O documento, divulgado hoje pelo Boemre, a agência reguladora de exploração oceânica de petróleo do país, enumera os problemas que levaram ao desastre com detalhamento sem precedentes, distribuindo as culpas pela sequência de erros que culminaram no desastre.
O acidente, diz o relatório, "foi resultado de um gerenciamento de riscos pobre, mudanças de planos feitas em cima da hora, falha em respeitar e reagir a indicadores críticos, controle inadequado do poço e treinamento insuficiente para situações de emergência".
A junta de investigação responsável pelo documento confirmou que a causa central do desastre foi uma barreira de cimento mal construída em um dos tubos que reforçavam a estrutura do poço. A explosão que matou 11 técnicos e desencadeou o vazamento de quase 5 milhões de barris de petróleo, porém, não teria ocorrido sem o acúmulo de procedimentos negligenciados pela BP, pela Transocean (empresa dona do poço) e pela Halliburton (terceirizada que cimentou a tubulação).
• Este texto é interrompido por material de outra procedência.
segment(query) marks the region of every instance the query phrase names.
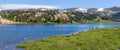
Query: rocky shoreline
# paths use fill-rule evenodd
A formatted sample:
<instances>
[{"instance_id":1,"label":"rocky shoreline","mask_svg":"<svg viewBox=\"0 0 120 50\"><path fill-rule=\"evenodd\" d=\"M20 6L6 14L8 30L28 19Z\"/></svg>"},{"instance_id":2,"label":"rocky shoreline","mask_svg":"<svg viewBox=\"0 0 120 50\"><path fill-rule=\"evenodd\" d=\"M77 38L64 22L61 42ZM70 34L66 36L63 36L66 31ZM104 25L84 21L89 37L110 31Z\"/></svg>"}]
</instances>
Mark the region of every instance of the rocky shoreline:
<instances>
[{"instance_id":1,"label":"rocky shoreline","mask_svg":"<svg viewBox=\"0 0 120 50\"><path fill-rule=\"evenodd\" d=\"M0 16L0 24L25 24L23 22L14 22L8 19L4 19Z\"/></svg>"}]
</instances>

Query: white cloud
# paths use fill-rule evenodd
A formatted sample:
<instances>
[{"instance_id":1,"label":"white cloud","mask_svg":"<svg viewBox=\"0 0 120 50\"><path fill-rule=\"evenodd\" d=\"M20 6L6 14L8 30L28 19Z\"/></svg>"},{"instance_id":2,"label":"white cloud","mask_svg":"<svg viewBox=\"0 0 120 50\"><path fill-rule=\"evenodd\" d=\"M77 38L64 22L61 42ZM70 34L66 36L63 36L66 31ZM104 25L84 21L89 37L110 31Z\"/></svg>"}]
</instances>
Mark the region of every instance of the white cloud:
<instances>
[{"instance_id":1,"label":"white cloud","mask_svg":"<svg viewBox=\"0 0 120 50\"><path fill-rule=\"evenodd\" d=\"M32 5L32 4L3 4L0 5L2 9L24 9L24 8L48 8L48 9L55 9L58 8L57 6L51 5Z\"/></svg>"}]
</instances>

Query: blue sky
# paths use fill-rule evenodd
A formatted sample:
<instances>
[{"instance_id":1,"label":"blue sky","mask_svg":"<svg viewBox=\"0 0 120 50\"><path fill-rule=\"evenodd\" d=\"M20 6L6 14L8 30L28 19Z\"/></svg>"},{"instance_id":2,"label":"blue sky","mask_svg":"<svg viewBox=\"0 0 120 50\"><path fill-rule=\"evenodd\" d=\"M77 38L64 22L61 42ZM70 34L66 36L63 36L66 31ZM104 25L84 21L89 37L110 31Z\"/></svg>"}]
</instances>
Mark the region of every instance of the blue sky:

Um dos primeiros problemas foi a falha de técnicos em interpretar anomalias reveladas num teste de avaliação do estado do poço. Este erro só foi notado duas horas depois, tempo durante o qual medidas de emergência poderiam ter evitado o acidente. Segundo o relatório, além de dar treinamento ruim aos técnicos, a empresa tinha o hábito de delegar aos funcionários mais de uma tarefa ao mesmo tempo. Os responsáveis pelo procedimento de segurança também estavam realizando manutenção em parte dos equipamentos no mesmo dia.
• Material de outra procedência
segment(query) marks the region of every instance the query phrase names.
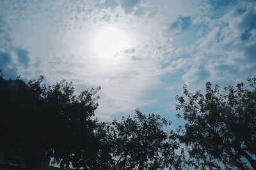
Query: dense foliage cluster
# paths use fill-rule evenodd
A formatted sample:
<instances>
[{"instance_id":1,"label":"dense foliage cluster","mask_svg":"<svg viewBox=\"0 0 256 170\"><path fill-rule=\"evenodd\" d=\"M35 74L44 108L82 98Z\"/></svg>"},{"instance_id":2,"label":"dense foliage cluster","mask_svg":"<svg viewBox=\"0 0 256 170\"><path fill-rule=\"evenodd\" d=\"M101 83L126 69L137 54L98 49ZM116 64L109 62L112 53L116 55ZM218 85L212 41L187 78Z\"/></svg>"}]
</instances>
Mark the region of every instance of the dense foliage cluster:
<instances>
[{"instance_id":1,"label":"dense foliage cluster","mask_svg":"<svg viewBox=\"0 0 256 170\"><path fill-rule=\"evenodd\" d=\"M256 80L236 87L184 87L177 131L159 115L99 122L97 89L76 96L72 83L0 76L0 153L6 169L36 169L49 158L60 168L256 169ZM187 154L188 153L188 154Z\"/></svg>"},{"instance_id":2,"label":"dense foliage cluster","mask_svg":"<svg viewBox=\"0 0 256 170\"><path fill-rule=\"evenodd\" d=\"M256 78L223 90L208 82L205 89L192 94L184 85L185 96L177 96L178 117L186 120L179 138L188 162L196 169L256 169Z\"/></svg>"}]
</instances>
"As decisões da BP para cortar custos ou economizar tempo, sem considerar contingência ou formas de mitigação, contribuíram para a explosão", diz o relatório. Segundo o documento, alterações no projeto do poço que baratearam sua construção também são, em parte, responsáveis pelo acumulo de gás na estrutura onde ocorreu o acidente.
CULPA TERCEIRIZADA
A BP divulgou hoje um comunicado de imprensa afirmando que "concorda" com as conclusões do relatório, destacando o fato de que o documento também cita a Transocean e a Halliburton como culpadas.
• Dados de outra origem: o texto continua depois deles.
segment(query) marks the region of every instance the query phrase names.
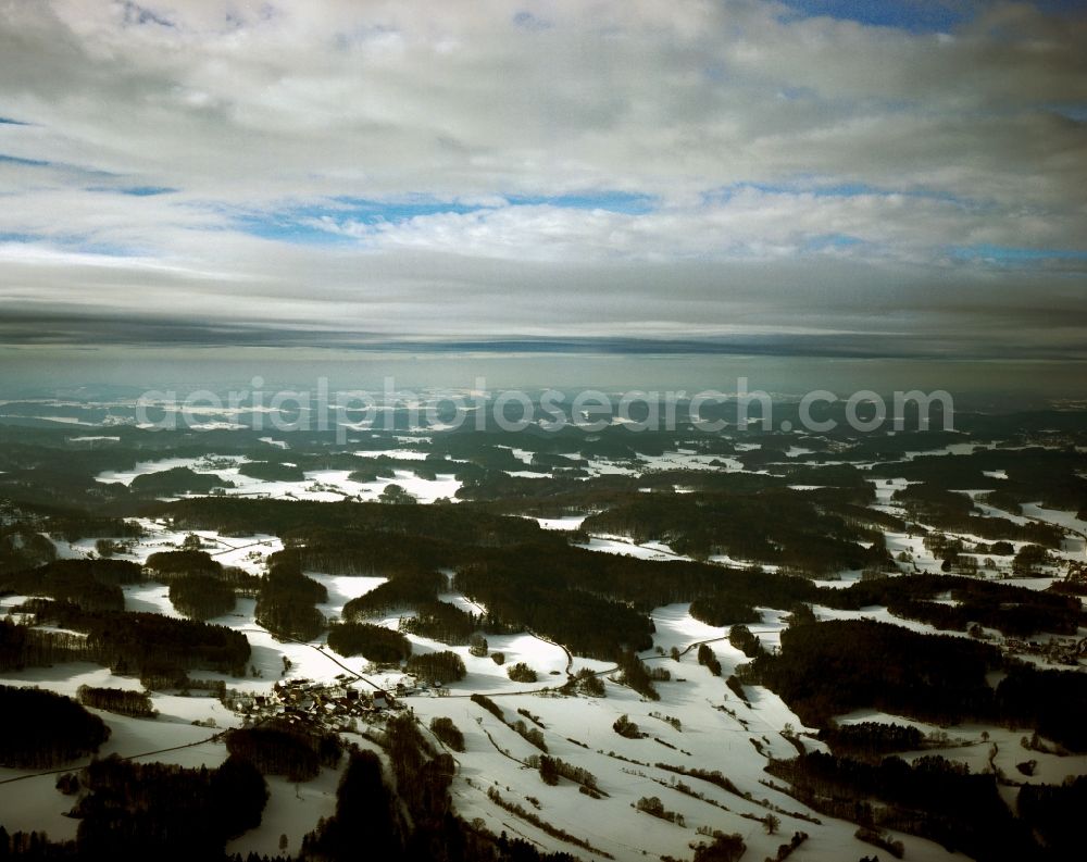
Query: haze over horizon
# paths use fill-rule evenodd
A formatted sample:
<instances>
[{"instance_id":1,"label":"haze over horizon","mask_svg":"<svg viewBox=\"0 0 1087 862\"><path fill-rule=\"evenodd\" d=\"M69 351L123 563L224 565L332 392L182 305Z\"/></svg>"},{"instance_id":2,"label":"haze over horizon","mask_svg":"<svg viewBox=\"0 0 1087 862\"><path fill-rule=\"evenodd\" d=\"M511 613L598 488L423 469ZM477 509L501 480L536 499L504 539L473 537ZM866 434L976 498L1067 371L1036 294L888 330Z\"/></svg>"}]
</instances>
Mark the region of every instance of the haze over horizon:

"Continuamos a encorajar as outras partes a reconhecerem suas responsabilidades no acidente e a fazerem mudanças que ajudem a prevenir acidentes similares no futuro", afirma a empresa britânica, que move um processo contra a Transocean.
A Halliburton, que entrou com um processo contra a BP no início deste mês, afirma que o problema com a barreira de cimento ocorreu em razão de a empresa operadora do poço omitir informações técnicas importantes sobre o local da obra.
A Transocean, que completou sua própria investigação interna, divulgou em abril um relatório atribuindo à BP a culpa por adotar procedimentos arriscados no poço.
O relacionamento ruim entre as empresas, porém, não foi apenas consequência, mas causa do acidente, afirma o relatório do governo: "A falha da BP e da Transocean em garantir uma abordagem comum e integrada para controle do poço foi possivelmente uma causa a contribuir para a explosão".